When we look at the global landscape, there are a few consolidators out there; $100b+ companies like Uber and DoorDash. I know the founders of these companies well; we all started around the same time; we understand each other’s business models. To invest in the business as much as we want to, we thought that would be better done through a larger entity. From day one, we helped build and develop an entire new industry. We’re very proud of that, and this was the continuation of that, as opposed to the end of a chapter. 

How did you plan for the exit?

I’ve never planned for an exit. I always just thought about what we can do for the consumer and trying to build a really good business.
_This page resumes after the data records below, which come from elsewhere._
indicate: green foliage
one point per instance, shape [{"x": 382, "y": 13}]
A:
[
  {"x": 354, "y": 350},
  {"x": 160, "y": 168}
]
If you’re the founder of a startup focused on an exit, and that’s all you’re thinking about, those tend to be smaller businesses.
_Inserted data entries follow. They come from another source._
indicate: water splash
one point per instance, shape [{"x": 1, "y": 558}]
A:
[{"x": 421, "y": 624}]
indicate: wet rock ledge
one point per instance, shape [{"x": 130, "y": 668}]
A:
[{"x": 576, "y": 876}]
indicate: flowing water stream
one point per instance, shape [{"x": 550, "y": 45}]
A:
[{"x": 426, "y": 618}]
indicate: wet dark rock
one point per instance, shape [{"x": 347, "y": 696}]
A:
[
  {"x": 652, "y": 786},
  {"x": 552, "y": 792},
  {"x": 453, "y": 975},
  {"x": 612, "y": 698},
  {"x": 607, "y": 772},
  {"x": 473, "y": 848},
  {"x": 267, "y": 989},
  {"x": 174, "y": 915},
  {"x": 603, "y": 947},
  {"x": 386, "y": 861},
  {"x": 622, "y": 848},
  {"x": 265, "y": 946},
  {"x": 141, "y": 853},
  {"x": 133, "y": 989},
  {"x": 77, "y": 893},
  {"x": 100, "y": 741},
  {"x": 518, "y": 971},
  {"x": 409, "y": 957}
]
Deliveroo’s Will Shu at FF Global 2025.

What’s your advice for founders deciding whether to stay private or go public?

If you want to be a big successful company, you kind of have to go public one day. I don’t think that’s going to change, unless you’re a Stripe or a company at the top of a private hierarchy. The public markets are great for instilling discipline into the business. The liquidity for employees is good because they actually get to sell shares right away. You’ve got your quarterlies, your half year, your annual results; there’s a lot of structure and more media attention to it. At the core though, you’re not really running the business that differently.

But something you have to be very proactive and deliberate about when going public is taking the time to explain to employees what the stock market is. There’s a number associated with your company that changes every second. Sometimes that’s good; sometimes it’s hard to explain.

As a founder, you ultimately want to focus on business inputs. If those go well, then the outputs are hopefully positive – and I think about the stock prices as the most abstract output of all. You need to let your people know that some of this is in your control, some of it is not, and to not get too excited either way.

What about UK vs US?

I think there is zero question that the NASDAQ and the NYSE are just more liquid and larger exchanges than the LSE, but I would separate that from how you view the UK as a place to do business. The capital base in the UK is enormous and international. If you have a quality company, you will get financing – I don’t think that’s a problem at all.

To improve the ecosystem here, it’s not about whether the tax rate is X or Y; it’s about which companies have succeeded and whether the employees of those companies have started companies of their own or joined other startups.

We’ve had 80 people start companies out of Deliveroo. There’s an opportunity now, especially with what’s happening in the US, to attract the best people to the UK and build on what’s already been built.